Przypomnijmy, że od początku 2017 roku Ordynacja podatkowa przewiduje ochronę podatników, jeśli ci powołają się na utrwaloną linię interpretacyjną organów podatkowych. Instytucja ta miała być ochroną dla podatników w sytuacji, gdy fiskus postanowi zmienić zdanie w danej sprawie. Powołanie się na utrwaloną linię interpretacyjną ma – przynajmniej w założeniu – chronić m.in. przed zapłatą odsetek czy wszczęciem postępowania w sprawach o przestępstwo lub wykroczenie skarbowe.

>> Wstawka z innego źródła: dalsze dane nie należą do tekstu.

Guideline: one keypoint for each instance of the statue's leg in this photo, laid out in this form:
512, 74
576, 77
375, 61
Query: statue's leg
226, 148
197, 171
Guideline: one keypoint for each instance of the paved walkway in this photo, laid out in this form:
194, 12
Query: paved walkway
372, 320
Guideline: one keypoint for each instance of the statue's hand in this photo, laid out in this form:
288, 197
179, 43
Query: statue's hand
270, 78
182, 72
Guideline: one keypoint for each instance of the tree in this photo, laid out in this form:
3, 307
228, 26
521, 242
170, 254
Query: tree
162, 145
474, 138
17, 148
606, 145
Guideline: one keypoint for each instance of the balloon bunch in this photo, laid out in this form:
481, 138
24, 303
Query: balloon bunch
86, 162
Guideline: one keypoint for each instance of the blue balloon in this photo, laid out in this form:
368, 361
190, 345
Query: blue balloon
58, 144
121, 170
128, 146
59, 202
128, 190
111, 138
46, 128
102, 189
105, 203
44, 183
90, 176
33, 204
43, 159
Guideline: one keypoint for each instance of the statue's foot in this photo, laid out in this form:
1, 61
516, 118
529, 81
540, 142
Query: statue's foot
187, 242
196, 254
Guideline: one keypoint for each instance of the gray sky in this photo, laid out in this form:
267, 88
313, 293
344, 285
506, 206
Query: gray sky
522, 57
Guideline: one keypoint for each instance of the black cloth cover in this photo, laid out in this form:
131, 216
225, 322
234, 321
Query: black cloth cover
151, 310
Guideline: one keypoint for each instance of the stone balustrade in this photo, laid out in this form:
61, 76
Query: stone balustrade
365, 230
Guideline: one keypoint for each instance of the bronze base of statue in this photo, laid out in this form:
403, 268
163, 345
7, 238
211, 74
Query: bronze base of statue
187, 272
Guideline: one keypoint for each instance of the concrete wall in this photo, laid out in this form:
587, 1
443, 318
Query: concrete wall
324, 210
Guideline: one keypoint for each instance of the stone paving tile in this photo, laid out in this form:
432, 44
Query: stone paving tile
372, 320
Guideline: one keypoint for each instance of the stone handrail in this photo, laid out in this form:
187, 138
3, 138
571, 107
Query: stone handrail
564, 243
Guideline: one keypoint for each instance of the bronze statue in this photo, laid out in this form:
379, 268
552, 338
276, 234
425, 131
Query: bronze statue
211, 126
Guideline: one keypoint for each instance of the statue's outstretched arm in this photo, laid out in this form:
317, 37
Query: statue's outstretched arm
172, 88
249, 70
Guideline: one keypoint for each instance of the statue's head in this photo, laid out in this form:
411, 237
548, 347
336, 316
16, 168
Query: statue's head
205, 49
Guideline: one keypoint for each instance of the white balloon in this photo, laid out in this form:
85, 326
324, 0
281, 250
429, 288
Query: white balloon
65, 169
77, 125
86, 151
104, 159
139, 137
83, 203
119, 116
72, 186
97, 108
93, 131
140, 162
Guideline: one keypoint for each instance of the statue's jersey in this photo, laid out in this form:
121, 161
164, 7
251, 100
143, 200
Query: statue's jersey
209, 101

– Nie dziwi fakt, że podatnicy tak rzadko korzystają z tej instytucji. Po pierwsze nie wiadomo, jak ustalić, kiedy mamy do czynienia z utrwaloną linią interpretacyjną, tzn. jaka liczba czy jaki odsetek interpretacji w danej sprawie decyduje o tym, że określone stanowisko Dyrektora KIS dominuje w interpretacjach indywidualnych. Po drugie, istotnym problemem jest samodzielnie stwierdzenie przez podatnika, które interpretacje zostały wydane w takich samych stanach faktycznych. Niepoprawne ustalenia w tym zakresie mogą pozbawić podatników ochrony. Z tego powodu wolą oni wystąpić z wnioskiem o interpretacje we własnej sprawie niż zbierać inne interpretacje i analizować je pod kątem zaprezentowanego stanowiska, a następnie oceniać, które z nich jest przeważające – komentuje Michał Nawrot, konsultant w Thedy & Partners.